Néanmoins, toutes les personnes exclues ne pouvant accéder rapidement à l'emploi, il faut aussi améliorer la situation des enfants dans les familles allocataires des minima sociaux par un relèvement des majorations pour enfant. Et « reprofiler » la prime pour l'emploi, dont l'effet devrait être concentré sur les travailleurs pauvres avec enfants.

En matière de prestations familiales, le rapport recommande l'instauration d'une allocation dès le premier enfant et un relèvement substantiel des prestations, notamment pour les enfants les plus âgés. Cela pourrait se faire à dépenses égales, au moyen d' « une redistributivité accrue du système de transferts », actuellement « neutre » si l'on tient compte des prestations et des réductions fiscales. Il plaide aussi pour une augmentation sensible de l'allocation logement pour les familles avec enfants, la politique du logement devant par ailleurs réduire le risque de ségrégation sociale.

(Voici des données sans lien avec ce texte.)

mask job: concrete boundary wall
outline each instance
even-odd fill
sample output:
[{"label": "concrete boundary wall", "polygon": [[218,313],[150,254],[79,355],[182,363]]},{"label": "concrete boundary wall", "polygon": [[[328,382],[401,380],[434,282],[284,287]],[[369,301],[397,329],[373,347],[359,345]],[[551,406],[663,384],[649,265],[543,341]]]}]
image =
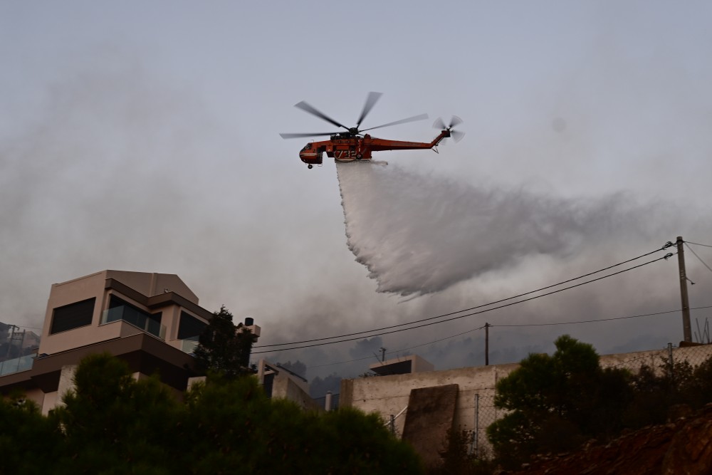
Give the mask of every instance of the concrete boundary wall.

La lutte contre l'échec scolaire doit sans doute changer d'échelle, juge par ailleurs le CERC, en concentrant « un effort très intensif et très précoce » (dès le CP) sur les élèves en difficulté, jusqu'à ce qu'ils aient « rejoint le peloton ». Pour les enfants de familles immigrées, l'action doit être coordonnée avec les politiques d'aide à l'intégration des parents, dans le logement, l'emploi, etc. De plus, la lutte contre les discriminations à l'embauche des jeunes issus de l'immigration devra les assurer que leur réussite scolaire contribuera réellement à améliorer leur avenir.

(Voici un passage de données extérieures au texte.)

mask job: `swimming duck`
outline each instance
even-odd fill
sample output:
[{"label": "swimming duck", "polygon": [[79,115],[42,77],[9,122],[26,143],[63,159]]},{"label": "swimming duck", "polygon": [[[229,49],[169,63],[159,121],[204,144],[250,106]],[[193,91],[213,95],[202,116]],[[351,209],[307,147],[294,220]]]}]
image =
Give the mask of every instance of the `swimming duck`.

Encore moins que pour tout autre personne, la société ne devrait accepter la pauvreté des enfants, estime le CERC. Dans leur intérêt, mais aussi dans celui de la collectivité. Car la réduire est le meilleur moyen de casser l'engrenage de la reproduction de l'exclusion de génération en génération.

Notes

(1)  Le revenu médian est calculé de telle sorte que la moitié des ménages a un niveau de vie plus élevé et l'autre moitié un niveau moins élevé. Il est rapporté à l'unité de consommation. En 2003,50 % du niveau de vie médian correspondent à 650 €, 60 % à 800 €.

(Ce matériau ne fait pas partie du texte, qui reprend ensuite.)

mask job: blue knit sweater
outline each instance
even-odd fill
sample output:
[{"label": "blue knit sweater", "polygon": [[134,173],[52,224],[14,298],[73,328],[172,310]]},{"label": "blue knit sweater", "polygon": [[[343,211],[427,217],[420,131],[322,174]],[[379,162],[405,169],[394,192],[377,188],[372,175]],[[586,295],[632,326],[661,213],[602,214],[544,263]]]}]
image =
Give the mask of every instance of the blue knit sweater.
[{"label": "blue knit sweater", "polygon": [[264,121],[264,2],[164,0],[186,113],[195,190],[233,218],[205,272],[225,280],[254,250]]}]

(2)  Le texte sur Les enfants pauvres en France est disponible sur www.cerc.gouv.fr et sur www.ladocumentationfrancaise.fr. Le CERC s'est appuyé sur des études de l'INSEE, de l'INED et de la CNAF et sur un groupe de travail rassemblant chercheurs et universitaires qui a organisé un colloque sur ce thème en mars 2003 : voir ASH n° 2306 du 11-04-03.